In October’s Junior Researcher Feature, we have an interview with Dr. Daniel Cruz, Visiting Assistant Professor in Mathematics, Georgia Institute of Technology.
What are the main biological research questions that you are interested in?
In terms of biology, I am interested in understanding the differentiation of pluripotent stem cell colonies into specified tissue types. While it is known that differentiation is possible through local and long-distance intercellular communication, it is still unclear which local mechanisms take priority to determine cell fate in context-specific situations. At present, I am focusing on the differentiation of human induced pluripotent stem cells (hiPSCs) whose therapeutic potential arises from their ability to differentiate into all germ layers.
What mathematical and computational tools do you find useful in your work?
While I use a handful of models for discrete computation (e.g. Boolean networks, cellular automata, etc.) in my work, I am most interested in agent-based models (ABMs). In the broadest sense, an ABM is a computational model in which autonomous agents governed by local rules interact with one another and with their environment. The objective of ABM development is typically to connect those local agent interactions with system-level properties like self-organization or pattern formation. I think that ABMs are appropriate for studying the local mechanisms involved in differentiation among other cellular processes because of how cells can naturally be considered autonomous agents.
What types of questions do you think will be important to answer in the future in your field?
Well, the use of ABMs in the context of cellular biology has grown rapidly over the last decade, even outside of developmental biology. And though there are several interesting and complex ABMs being developed to help answer all sorts of biological questions, I think that there is a growing need for quantitative, general-purpose tools to evaluate these models. The evaluation of an ABM often comes down to approaches which are too computationally expensive or too qualitative in nature (e.g. the simulation outputs “look like” the microscopy images, etc.). So, I think that mathematical (and/or computational) tools need to be (further) developed to efficiently address the following questions: (i) Accuracy - Does the ABM match its target biological system? If so, according to what measure? and (ii) Reproducibility - Do multiple simulations yield “consistent results” while incorporating stochasticity? In other words, is the ABM resistant to the kind of noise one would expect to find in its target biological system?
When did you first become interested in mathematics and biology?
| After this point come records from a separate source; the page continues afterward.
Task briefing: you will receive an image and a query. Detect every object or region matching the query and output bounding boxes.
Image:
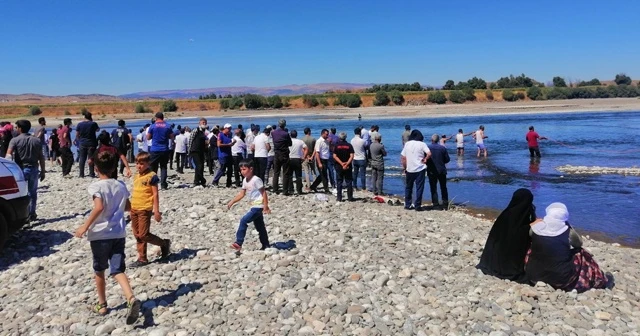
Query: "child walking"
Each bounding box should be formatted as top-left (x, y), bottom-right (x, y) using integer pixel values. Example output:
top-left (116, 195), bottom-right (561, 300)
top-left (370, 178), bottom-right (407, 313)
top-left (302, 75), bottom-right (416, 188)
top-left (131, 152), bottom-right (171, 267)
top-left (227, 160), bottom-right (271, 251)
top-left (75, 152), bottom-right (141, 324)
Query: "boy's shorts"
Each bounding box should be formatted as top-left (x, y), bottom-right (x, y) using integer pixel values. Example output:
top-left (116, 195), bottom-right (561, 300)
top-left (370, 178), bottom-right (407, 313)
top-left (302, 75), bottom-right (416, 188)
top-left (91, 238), bottom-right (126, 276)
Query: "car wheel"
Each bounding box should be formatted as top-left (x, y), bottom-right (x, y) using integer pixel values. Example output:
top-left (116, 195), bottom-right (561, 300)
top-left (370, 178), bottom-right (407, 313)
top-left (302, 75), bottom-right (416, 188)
top-left (0, 213), bottom-right (9, 250)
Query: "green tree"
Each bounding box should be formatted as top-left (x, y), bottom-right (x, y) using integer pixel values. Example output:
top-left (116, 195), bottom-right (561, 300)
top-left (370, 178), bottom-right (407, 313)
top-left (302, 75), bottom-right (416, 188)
top-left (449, 90), bottom-right (467, 104)
top-left (552, 76), bottom-right (567, 87)
top-left (267, 95), bottom-right (284, 108)
top-left (162, 99), bottom-right (178, 112)
top-left (29, 106), bottom-right (42, 115)
top-left (442, 79), bottom-right (456, 90)
top-left (389, 90), bottom-right (404, 105)
top-left (615, 73), bottom-right (631, 85)
top-left (527, 86), bottom-right (544, 100)
top-left (373, 91), bottom-right (391, 106)
top-left (427, 91), bottom-right (447, 104)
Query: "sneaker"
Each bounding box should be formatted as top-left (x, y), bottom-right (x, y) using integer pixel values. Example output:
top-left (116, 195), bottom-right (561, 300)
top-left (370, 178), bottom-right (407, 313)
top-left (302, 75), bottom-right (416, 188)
top-left (129, 260), bottom-right (149, 268)
top-left (160, 239), bottom-right (171, 259)
top-left (127, 298), bottom-right (142, 325)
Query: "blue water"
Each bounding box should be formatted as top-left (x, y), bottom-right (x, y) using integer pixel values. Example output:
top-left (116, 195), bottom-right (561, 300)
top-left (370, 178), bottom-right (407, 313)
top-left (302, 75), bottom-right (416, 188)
top-left (99, 112), bottom-right (640, 246)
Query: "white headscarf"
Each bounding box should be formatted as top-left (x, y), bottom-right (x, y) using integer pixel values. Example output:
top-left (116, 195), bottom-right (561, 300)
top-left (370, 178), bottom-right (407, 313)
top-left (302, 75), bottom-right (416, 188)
top-left (531, 203), bottom-right (569, 237)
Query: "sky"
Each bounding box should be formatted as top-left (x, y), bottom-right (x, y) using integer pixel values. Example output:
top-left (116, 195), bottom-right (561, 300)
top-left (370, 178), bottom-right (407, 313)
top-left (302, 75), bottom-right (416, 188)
top-left (0, 0), bottom-right (640, 95)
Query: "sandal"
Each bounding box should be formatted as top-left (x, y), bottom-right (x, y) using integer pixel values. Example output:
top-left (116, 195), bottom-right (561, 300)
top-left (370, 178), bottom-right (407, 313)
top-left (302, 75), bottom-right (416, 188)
top-left (93, 302), bottom-right (109, 316)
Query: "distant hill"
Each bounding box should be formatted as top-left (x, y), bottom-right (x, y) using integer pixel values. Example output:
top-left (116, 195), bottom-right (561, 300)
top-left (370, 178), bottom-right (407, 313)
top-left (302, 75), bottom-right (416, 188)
top-left (119, 83), bottom-right (373, 99)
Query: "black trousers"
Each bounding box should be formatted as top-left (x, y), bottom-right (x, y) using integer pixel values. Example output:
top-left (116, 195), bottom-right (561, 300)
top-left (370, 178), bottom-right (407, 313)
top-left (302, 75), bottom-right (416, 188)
top-left (191, 152), bottom-right (207, 186)
top-left (271, 152), bottom-right (291, 194)
top-left (427, 173), bottom-right (449, 205)
top-left (287, 159), bottom-right (302, 194)
top-left (60, 147), bottom-right (73, 176)
top-left (311, 159), bottom-right (329, 192)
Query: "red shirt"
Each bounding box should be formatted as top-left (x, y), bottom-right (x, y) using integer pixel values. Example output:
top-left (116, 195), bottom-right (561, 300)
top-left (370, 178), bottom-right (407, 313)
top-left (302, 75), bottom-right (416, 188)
top-left (527, 131), bottom-right (540, 147)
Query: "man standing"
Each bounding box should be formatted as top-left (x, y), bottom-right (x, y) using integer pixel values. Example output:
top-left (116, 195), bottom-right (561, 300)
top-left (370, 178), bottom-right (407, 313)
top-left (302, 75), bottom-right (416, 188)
top-left (213, 124), bottom-right (235, 188)
top-left (400, 130), bottom-right (431, 211)
top-left (333, 132), bottom-right (362, 202)
top-left (349, 127), bottom-right (367, 190)
top-left (111, 119), bottom-right (133, 175)
top-left (284, 130), bottom-right (307, 195)
top-left (33, 117), bottom-right (49, 160)
top-left (147, 112), bottom-right (173, 190)
top-left (7, 120), bottom-right (45, 221)
top-left (427, 134), bottom-right (451, 210)
top-left (58, 118), bottom-right (73, 178)
top-left (188, 118), bottom-right (207, 187)
top-left (76, 112), bottom-right (100, 178)
top-left (302, 127), bottom-right (316, 191)
top-left (525, 126), bottom-right (547, 157)
top-left (271, 119), bottom-right (292, 196)
top-left (310, 128), bottom-right (331, 193)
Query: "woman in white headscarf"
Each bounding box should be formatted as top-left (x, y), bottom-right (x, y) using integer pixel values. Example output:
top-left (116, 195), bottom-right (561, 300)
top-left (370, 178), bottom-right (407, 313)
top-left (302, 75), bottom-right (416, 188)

I guess the clearest answer is just after starting my graduate studies in 2013 when I joined the biomathematics research group at the University of South Florida led by my PhD advisor Natasha Jonoska and Masahico Saito. I had a limited notion of how mathematics could be applied to biology prior to joining this group, but I quickly realized how fields that I had considered mostly separate from biology (e.g. discrete mathematics and topology) could be applied to understanding biomolecular processes (e.g. DNA recombination and self-assembly). Moreover, it is through my work in the group that I recognized the synergy between mathematics and biology: not only can mathematics be used as a tool to answer and discover questions in biology, but also biology can be used as a motivator for the development of new mathematical problems and branches of study.
What do you like to do in your spare time outside of work?
I like to balance a mixture of outdoor activities with indoor activities which are more social. For example, my spouse Angela and I have begun hiking quite a bit since moving to Atlanta, and we both really enjoy rock climbing and traveling (when there is not a pandemic). On the other hand, I have been a big fan of board games for several years and now own a non-trivial collection of my favorites. I am always happy to provide recommendations to anybody interested in anything from quick, family-friendly games to lengthy games involving puzzles and overarching story lines. Of course, Angela and I also spend a lot of time with our cats Bittle and Luna.